The efficacy of intravenous fludarabine is improved by the addition of rituximab immunotherapy in conjunction with chemotherapy and/or as subsequent maintenance therapy. In patients with follicular lymphoma, the response to first-line treatment with fludarabine plus mitoxantrone was maintained or increased with subsequent rituximab therapy. Likewise, the efficacy of fludarabine, cyclophosphamide and mitoxantrone given in conjunction with rituximab was improved in previously treated patients with follicular or mantle cell lymphoma; the benefits of initial treatment were maintained and a longer response duration was seen with subsequent rituximab therapy than with no further treatment.

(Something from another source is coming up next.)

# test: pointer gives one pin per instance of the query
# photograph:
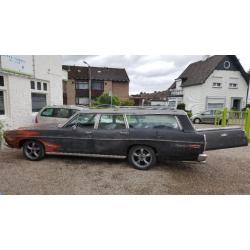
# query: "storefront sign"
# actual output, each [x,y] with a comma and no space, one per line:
[17,64]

Oral fludarabine monotherapy has shown efficacy in the second-line treatment of patients with B-cell non-Hodgkin’s lymphoma, with almost two-thirds of patients showing an overall response and one-third of patients showing a complete response to oral fludarabine treatment.
In general, intravenous fludarabine monotherapy showed tolerability similar to that of CHOP-like regimens (CVP and CHVP) in previously treated and untreated adults with various types of non-Hodgkin’s lymphoma. Intravenous fludarabine as a component of combination therapy generally had a better non-haematological adverse-event profile than the CHOP and CVP regimens, and a similar haematological adverse event profile to the CHVP regimen, in previously untreated patients. The most common adverse events with intravenous fludarabine, as mono- or combination-therapy, and oral fludarabine monotherapy include myelosuppression, nausea, vomiting, diarrhoea, fever and infection. Fludarabine may also be associated with suppression of bone marrow function, autoimmune haemolytic anaemia and severe neurological effects. In phase III trials, markedly higher rates of haematological adverse events were observed in treatment-naive and previously treated patients receiving intravenous fludarabine monotherapy than in those receiving CVP treatment, and significantly more previously treated patients with low-grade non-Hodgkin’s lymphoma receiving intravenous fludarabine monotherapy than those receiving CVP experienced lower leucocyte counts (WHO grade 3 or 4). However, in the same trials, significantly fewer fludarabine than CVP recipients presented with neurotoxicity and fewer fludarabine plus mitoxantrone than CHVP recipients experienced alopecia. In two phase III trials, discontinuation of treatment because of adverse events and death was observed in more fludarabine than CVP or CHVP recipients. A total of 17 possible treatment-related deaths were reported in three phase III trials of fludarabine mono- or combination therapy.